The vivo Y91C is an entry-level smartphone developed & manufactured by Vivo and was known as the vivo V91i in India. Both smartphones are served as part of the Y Series.

== Release ==
The Y91C was released on February 7, 2020, and was exclusive in Bangladesh coming with Fusion Black and Ocean Blue colors as well in South Africa, which is to be the first budget smartphone. In earlier releases like the Philippines, it was released in March 2019 with price drops for June, September, and December, respectively.
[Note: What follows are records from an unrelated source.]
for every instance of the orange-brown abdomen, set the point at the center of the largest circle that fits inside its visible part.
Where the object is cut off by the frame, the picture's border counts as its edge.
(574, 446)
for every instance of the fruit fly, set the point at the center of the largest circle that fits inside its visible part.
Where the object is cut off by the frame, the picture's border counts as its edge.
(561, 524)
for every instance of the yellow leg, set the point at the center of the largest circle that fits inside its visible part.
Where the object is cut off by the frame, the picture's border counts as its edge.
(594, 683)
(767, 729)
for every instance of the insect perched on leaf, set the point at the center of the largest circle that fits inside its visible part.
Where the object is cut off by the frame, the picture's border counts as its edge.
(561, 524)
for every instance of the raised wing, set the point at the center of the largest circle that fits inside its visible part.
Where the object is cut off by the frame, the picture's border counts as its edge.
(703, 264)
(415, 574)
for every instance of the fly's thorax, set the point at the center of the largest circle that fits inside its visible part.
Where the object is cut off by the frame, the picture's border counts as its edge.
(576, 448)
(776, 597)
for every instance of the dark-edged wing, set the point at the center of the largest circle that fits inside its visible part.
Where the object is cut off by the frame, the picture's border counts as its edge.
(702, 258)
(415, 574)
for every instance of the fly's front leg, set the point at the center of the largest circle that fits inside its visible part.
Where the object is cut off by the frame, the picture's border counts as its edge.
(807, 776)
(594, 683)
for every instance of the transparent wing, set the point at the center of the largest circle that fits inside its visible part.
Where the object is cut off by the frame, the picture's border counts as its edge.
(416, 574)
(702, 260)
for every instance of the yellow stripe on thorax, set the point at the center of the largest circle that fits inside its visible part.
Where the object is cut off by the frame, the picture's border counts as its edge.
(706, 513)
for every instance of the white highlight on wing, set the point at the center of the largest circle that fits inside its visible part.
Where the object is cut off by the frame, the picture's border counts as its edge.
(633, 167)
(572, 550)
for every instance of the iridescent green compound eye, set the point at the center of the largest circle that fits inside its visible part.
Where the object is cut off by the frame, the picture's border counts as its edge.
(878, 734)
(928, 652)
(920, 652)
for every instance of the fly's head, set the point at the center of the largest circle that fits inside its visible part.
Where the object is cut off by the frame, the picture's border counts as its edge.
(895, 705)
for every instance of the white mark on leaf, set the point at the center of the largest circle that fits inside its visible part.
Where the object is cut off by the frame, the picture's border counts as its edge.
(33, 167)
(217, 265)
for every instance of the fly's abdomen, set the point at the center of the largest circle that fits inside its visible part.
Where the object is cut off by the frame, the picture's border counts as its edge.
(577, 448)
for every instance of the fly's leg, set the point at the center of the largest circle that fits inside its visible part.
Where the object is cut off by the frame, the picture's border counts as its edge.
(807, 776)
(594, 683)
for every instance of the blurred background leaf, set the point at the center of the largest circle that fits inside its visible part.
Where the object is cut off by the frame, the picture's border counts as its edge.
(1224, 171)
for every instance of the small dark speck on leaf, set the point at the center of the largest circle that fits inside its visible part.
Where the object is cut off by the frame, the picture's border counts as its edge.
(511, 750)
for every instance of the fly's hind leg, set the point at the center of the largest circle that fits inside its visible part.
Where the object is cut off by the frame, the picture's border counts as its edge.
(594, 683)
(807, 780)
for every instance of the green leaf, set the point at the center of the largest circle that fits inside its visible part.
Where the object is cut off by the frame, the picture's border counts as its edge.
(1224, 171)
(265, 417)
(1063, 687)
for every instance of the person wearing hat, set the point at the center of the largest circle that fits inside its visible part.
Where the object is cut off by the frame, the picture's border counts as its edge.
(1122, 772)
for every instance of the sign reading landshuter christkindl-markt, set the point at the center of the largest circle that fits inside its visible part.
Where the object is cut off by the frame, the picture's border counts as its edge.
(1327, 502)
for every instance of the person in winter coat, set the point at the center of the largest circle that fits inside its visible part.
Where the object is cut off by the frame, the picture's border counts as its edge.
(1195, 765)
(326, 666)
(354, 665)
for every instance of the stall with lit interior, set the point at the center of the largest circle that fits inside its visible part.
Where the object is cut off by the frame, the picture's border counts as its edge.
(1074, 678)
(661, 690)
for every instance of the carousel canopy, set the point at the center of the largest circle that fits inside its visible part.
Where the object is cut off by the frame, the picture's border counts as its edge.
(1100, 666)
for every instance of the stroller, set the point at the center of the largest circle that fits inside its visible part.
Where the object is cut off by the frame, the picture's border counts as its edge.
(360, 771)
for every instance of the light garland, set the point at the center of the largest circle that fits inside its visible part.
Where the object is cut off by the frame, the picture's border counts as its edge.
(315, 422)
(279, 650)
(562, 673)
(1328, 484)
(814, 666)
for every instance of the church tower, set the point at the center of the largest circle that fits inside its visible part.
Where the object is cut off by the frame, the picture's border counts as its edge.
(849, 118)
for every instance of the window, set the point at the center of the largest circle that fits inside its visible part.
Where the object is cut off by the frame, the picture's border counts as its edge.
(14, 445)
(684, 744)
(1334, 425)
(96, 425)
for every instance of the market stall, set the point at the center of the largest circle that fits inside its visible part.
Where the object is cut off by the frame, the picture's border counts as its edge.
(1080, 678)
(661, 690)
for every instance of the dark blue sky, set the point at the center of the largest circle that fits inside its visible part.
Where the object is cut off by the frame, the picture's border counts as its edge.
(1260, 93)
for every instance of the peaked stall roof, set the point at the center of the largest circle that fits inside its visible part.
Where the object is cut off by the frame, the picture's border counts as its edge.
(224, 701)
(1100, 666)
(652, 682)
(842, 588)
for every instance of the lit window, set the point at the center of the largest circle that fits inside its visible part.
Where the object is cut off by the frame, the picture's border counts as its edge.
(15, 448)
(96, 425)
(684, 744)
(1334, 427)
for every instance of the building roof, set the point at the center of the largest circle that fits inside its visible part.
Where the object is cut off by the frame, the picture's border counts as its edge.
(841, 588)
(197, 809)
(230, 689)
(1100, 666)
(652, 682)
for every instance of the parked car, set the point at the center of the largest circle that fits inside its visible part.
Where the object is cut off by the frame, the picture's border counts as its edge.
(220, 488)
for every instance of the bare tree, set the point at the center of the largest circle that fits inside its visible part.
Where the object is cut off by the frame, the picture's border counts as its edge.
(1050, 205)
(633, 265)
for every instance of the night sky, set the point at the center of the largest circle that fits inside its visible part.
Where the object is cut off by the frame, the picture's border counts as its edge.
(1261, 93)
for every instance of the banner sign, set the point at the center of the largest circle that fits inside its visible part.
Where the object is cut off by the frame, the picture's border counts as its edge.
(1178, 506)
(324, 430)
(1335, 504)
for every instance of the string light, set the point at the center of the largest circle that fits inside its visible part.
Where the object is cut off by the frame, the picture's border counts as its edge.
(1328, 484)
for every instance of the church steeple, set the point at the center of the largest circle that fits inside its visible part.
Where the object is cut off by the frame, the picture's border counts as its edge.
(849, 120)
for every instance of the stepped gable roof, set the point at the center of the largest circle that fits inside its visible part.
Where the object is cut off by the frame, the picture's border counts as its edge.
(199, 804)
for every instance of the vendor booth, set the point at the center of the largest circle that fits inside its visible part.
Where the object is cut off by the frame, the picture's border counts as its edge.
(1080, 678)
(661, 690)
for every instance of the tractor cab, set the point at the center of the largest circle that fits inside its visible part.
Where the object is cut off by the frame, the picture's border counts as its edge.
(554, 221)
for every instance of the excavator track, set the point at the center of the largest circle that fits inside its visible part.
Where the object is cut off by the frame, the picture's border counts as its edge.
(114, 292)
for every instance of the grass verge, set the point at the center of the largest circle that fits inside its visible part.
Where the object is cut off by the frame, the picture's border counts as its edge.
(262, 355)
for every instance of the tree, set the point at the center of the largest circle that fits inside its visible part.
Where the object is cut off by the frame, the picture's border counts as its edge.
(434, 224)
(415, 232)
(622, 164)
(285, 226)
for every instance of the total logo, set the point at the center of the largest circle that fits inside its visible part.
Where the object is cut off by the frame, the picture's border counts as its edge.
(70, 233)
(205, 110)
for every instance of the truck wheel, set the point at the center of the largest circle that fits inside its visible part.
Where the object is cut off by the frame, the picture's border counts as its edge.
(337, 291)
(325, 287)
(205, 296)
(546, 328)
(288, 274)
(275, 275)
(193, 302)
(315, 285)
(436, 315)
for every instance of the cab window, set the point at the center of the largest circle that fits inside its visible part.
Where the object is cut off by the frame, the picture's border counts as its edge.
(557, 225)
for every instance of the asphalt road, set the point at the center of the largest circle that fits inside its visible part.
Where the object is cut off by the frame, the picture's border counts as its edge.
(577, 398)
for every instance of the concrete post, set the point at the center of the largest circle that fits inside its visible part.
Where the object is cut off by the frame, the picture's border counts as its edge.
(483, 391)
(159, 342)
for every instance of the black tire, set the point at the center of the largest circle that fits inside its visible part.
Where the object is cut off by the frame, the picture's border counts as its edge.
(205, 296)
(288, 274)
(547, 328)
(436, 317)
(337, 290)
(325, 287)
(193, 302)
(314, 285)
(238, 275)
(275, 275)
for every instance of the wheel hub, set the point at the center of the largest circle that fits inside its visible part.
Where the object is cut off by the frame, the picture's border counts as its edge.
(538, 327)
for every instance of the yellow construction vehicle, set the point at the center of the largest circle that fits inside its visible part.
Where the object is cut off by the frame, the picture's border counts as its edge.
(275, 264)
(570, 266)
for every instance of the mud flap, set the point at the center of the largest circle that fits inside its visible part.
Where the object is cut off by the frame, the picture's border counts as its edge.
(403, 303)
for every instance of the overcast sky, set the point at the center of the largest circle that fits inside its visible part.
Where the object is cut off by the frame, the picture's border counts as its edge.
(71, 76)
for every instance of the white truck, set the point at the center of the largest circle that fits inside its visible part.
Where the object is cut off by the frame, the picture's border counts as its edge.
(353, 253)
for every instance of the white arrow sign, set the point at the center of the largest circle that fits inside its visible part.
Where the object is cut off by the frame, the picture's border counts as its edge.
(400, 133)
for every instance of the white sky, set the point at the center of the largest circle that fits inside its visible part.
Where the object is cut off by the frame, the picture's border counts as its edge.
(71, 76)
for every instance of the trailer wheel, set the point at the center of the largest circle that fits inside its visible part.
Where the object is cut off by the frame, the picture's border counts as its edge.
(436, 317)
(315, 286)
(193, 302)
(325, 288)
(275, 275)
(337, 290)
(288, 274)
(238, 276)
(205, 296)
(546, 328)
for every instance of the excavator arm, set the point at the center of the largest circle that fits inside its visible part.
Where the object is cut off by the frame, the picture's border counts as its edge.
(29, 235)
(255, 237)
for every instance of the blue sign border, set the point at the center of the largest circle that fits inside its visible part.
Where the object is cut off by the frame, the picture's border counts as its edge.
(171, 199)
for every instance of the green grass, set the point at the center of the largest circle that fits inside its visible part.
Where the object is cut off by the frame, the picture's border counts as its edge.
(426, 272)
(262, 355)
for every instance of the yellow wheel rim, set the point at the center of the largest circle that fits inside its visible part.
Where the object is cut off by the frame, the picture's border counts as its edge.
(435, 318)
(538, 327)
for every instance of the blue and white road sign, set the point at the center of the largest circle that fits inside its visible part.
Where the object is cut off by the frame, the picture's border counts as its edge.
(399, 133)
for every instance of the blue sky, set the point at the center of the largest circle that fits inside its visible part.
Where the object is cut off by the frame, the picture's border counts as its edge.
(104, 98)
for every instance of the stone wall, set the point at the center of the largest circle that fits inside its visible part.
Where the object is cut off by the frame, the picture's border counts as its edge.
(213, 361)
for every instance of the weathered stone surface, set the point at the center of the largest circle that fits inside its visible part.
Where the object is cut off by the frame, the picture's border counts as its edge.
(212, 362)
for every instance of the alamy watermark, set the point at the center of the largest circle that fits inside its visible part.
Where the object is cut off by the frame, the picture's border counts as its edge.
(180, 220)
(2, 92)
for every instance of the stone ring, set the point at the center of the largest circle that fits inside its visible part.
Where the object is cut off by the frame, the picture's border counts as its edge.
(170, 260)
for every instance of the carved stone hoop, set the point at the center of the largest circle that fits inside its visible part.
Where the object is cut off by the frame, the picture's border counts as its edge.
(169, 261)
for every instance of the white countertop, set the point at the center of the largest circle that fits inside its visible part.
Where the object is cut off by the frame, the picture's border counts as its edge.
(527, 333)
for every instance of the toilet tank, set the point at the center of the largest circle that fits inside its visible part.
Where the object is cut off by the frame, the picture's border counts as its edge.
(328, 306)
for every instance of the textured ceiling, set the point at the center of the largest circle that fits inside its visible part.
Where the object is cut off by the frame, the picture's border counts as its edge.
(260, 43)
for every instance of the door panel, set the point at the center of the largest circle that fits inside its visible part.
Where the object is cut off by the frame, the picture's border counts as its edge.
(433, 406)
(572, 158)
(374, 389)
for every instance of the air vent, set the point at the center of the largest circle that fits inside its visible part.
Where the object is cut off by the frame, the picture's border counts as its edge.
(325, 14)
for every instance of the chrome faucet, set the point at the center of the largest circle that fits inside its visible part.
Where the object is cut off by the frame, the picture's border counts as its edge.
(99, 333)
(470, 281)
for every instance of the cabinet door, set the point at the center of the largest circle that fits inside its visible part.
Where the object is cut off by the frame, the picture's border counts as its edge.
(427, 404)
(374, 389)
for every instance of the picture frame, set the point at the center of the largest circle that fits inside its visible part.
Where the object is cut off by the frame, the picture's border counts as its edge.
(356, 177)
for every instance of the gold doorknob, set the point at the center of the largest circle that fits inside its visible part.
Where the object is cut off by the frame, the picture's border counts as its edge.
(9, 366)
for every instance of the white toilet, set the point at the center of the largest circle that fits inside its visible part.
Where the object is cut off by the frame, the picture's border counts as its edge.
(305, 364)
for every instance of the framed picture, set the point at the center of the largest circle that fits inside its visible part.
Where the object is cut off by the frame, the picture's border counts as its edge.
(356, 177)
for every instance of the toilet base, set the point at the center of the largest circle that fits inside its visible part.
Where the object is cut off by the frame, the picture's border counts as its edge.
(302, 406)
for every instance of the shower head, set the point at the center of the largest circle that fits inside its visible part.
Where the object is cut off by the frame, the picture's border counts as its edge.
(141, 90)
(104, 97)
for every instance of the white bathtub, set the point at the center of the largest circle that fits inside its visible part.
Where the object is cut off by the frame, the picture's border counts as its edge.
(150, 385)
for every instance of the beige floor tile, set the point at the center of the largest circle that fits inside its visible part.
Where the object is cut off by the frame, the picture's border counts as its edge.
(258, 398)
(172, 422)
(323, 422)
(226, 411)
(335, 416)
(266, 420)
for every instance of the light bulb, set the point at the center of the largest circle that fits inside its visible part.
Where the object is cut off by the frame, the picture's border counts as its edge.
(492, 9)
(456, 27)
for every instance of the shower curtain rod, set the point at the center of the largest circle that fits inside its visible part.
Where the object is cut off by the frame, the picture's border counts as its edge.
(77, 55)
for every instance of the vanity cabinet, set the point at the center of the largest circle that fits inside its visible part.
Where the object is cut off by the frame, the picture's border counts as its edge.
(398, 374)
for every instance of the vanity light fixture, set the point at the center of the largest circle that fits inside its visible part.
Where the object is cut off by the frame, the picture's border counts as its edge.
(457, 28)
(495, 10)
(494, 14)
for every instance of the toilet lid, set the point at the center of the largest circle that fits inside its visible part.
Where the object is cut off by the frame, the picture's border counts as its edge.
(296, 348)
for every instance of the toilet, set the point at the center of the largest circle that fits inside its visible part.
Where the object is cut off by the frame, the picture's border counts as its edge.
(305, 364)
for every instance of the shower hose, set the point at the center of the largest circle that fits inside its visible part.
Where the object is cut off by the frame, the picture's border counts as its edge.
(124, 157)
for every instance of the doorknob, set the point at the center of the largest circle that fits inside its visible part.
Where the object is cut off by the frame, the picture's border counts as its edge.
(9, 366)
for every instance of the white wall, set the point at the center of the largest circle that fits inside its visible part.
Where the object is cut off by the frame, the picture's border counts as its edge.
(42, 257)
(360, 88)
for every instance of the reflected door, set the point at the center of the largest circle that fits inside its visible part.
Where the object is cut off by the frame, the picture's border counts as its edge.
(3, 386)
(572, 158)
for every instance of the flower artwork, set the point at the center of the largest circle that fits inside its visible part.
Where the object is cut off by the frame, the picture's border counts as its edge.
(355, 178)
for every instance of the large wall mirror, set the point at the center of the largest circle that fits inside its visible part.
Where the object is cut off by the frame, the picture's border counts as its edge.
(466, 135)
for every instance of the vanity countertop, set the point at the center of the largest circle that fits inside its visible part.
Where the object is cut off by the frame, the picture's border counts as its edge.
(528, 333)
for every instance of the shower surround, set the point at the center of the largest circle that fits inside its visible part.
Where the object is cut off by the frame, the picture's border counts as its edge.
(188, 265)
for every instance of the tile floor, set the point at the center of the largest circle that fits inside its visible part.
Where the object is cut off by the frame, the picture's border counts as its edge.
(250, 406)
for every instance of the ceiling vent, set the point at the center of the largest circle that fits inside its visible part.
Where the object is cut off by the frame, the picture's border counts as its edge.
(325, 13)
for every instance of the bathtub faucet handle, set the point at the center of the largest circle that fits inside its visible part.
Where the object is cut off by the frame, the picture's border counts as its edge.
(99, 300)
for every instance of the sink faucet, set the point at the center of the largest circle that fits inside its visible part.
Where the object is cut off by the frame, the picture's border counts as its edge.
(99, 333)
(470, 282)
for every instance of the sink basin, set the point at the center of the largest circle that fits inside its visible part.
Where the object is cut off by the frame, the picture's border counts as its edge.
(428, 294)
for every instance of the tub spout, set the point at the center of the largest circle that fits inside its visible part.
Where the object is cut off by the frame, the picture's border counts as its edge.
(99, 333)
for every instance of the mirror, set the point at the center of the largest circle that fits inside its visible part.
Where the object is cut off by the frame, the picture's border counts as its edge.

Release of the smartphone takes place in early March in India, which is sold under the name vivo Y91i.

== Specifications ==

=== Hardware ===

==== Display ====
The vivo Y91C and Y91i feature a 6.22-inch IPS LCD "Halo FullView" display with an HD+ resolution of 720 x 1520 pixels and a 19:9 aspect ratio. The screen includes a waterdrop notch for the front camera and a 2.5D curved glass design.

==== Processor ====
The device is powered by the MediaTek Helio P22 (MT6762) octa-core processor, built on a 12 nm process, with a clock speed of 2.0 GHz. It is paired with an IMG PowerVR GE8320 GPU. The phone comes with 2 GB of RAM and is available in two storage configurations: 16 GB and 32 GB, both expandable via a dedicated microSD card slot up to 256 GB.

==== Battery ====
It packs a 4,030 mAh non-removable Li-Po battery. The Y91i and Y91C lacks a physical fingerprint sensor, relying instead on Face Access (face unlock) for biometric security.

=== Cameras ===
The phone is equipped with a single 13-megapixel rear camera with an f/2.2 aperture and LED flash. On the front, it features a 5-megapixel (some variants reported as 8-megapixel) camera with an f/1.8 aperture for selfies. The camera software includes features such as Face Beauty and professional mode.

=== Software ===
The Y91i launched with Android 8.1 (Oreo) running vivo's custom Funtouch OS 4.5 interface.